A while back, a friend of many years wondered aloud, “How bad does it need to get?” My friend was wondering about the crisis of leadership in the Church — a crisis that reaches across several generations and runs all the way up and all the way through the hierarchy — and what it will take for things to start to improve. On Tuesday, May 28th, 2019, things got worse. They also got better.
Crux and CBS had reports on leaked correspondence that provides further confirmation of restrictions placed on the disgraced and defrocked former Cardinal Archbishop of Washington, DC, Theodore Edgar “Uncle Ted” McCarrick. It also shows very senior Vatican officials who were lax in their efforts to enforce the restrictions Pope Benedict XVI imposed on Uncle Ted in 2008. It shows that McCarrick’s successor in the US capital archdiocese, Cardinal Donald W. Wuerl, knew of the restrictions, despite repeated and increasingly implausible protestations of ignorance.
Pope Francis himself, in a lengthy interview with Televisa’s veteran Vaticanologist, Valentina Alazraki (who blew the doors off the Synod Hall with her speech to participants at the child protection summit in February), also offered protestations of ignorance. “About McCarrick, I knew nothing,” Pope Francis said. “Obviously,” he continued. “Nothing,” he repeated, “nothing,” he said again.
Francis also said he could not remember whether the former nuncio to the United States, Archbishop Carlo Maria Viganò, spoke to him about McCarrick when they met in 2013. “When [Viganò] says he spoke to me that day — he came — and I do not remember if he told me about this — if it is true or not,” the Pope told Televisa. Viganò claims Francis asked him about McCarrick. Even if the former nuncio himself misremembers who initiated the conversation, Francis’s claim is that he can’t for the life of him recall whether his nuncio told him one of his cardinals is a pervert. Let that sink in.
Pope Francis’s powers of recollection do not appear to be at their apex in the interview. At one point, Alazraki asks him about his approach to people in “irregular” life situations, and offers the example of an Argentinian divorcée who spoke with Francis by phone, after which she reported that Francis had given her permission to receive Holy Communion. “What I said to that lady, I don’t well remember,” said Francis to Televisa’s Alazraki, “but I must surely have said to her, ‘Look, in Amoris laetitia there is that, which you must do. Talk with a priest, and search with him’.”
Pope Francis made the phone call to Jaqui Lisbona in response to a letter she had written, seeking counsel from the Holy Father with regard to her spiritual life and relationship with the Church. This was in April of 2014 — Easter Monday of that year, according to several reports — two years almost to the day before Francis published Amoris Laetitia. Pope Francis makes lots of phone calls, though. Perhaps he confused Mrs. Lisbona with someone else, with whom he has spoken more recently.

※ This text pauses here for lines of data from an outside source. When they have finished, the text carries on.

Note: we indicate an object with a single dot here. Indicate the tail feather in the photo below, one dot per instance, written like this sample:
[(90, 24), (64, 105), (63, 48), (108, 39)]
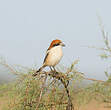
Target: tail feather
[(39, 70)]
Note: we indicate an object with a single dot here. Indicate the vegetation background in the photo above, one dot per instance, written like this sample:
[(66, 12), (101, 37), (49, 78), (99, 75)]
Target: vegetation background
[(49, 91)]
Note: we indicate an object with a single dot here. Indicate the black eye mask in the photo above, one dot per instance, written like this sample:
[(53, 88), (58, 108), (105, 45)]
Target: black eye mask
[(56, 44)]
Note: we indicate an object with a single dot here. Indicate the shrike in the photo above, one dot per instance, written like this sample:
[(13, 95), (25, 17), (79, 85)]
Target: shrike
[(53, 55)]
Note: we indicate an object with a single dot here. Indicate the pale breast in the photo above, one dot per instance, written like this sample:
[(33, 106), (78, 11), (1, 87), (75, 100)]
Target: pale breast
[(54, 56)]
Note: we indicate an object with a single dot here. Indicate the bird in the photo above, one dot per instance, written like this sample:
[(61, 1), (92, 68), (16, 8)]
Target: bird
[(53, 55)]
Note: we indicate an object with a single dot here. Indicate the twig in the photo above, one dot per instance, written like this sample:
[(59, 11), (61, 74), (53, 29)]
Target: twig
[(43, 85)]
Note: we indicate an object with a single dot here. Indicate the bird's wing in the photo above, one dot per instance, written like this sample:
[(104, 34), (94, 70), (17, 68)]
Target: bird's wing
[(47, 53)]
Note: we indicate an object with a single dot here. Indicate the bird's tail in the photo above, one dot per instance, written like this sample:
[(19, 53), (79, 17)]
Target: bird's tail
[(39, 70)]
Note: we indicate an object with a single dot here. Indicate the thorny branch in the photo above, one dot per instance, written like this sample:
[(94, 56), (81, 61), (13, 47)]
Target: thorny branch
[(64, 81)]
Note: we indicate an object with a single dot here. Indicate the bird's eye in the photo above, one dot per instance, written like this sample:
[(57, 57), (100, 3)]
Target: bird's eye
[(56, 44)]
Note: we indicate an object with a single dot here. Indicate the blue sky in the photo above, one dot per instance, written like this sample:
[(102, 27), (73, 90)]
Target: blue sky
[(28, 26)]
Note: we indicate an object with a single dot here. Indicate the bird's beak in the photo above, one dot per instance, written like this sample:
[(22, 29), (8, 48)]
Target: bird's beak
[(62, 44)]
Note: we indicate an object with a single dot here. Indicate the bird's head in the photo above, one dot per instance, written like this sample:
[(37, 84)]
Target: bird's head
[(56, 43)]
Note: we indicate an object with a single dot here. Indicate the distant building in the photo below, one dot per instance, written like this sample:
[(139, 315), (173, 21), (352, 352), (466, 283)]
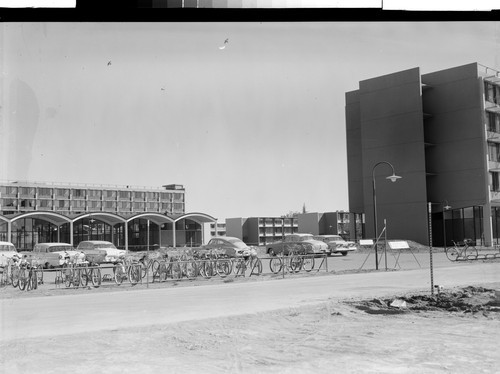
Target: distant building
[(441, 132), (130, 217), (348, 225), (210, 230), (261, 230)]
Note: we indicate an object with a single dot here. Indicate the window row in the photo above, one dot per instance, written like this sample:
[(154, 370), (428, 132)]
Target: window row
[(492, 92), (91, 194)]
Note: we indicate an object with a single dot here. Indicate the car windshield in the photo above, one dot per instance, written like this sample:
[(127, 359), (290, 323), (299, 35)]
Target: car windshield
[(237, 243), (306, 237), (7, 248), (104, 245), (60, 248)]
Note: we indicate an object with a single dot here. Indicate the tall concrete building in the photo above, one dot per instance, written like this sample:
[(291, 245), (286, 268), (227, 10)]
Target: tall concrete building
[(441, 133)]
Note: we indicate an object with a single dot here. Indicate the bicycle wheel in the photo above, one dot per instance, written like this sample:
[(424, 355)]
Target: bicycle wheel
[(209, 269), (163, 270), (14, 277), (68, 276), (191, 269), (23, 279), (452, 253), (295, 263), (84, 276), (119, 272), (76, 277), (95, 276), (223, 267), (155, 269), (275, 265), (34, 278), (240, 266), (255, 266), (308, 263), (471, 253), (134, 274), (39, 274)]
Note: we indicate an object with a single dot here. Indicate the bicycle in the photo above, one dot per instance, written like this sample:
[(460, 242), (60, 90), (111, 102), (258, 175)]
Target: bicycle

In the spring of 2018, after the long festering crisis in Chile became an international scandal, Pope Francis swore he’d learned his lesson, and promised to do better. The Chile business exploded in Francis’s face when he repeatedly accused prominent abuse survivors and victim-advocates of calumny, saying that they brought allegations against Bishop Juan Barros without any proof, without evidence.
In the interview with Televisa’s Alazraki, Francis answered a question regarding his staunch support for Honduran Cardinal Oscar Rodriguez Maradiaga, who is accused of corruption and mismanagement as well as coverup. “They say all kinds of things [about] him,” Francis said, “but there is nothing certain.” The Pope went on to say, “[Maradiaga] is honest and I have taken care to look into things well. These are calumnies.”
Francis’s interviewer asked for clarification. Did the Pope mean to say the allegations against Cardinal Rodriguez Maradiaga, the long-serving Archbishop of Tegucigalpa and the Coordinator of Francis’s hand-picked Council of Cardinal Advisers, are calumnies? “Yes,” Pope Francis said, “because nobody could prove anything.”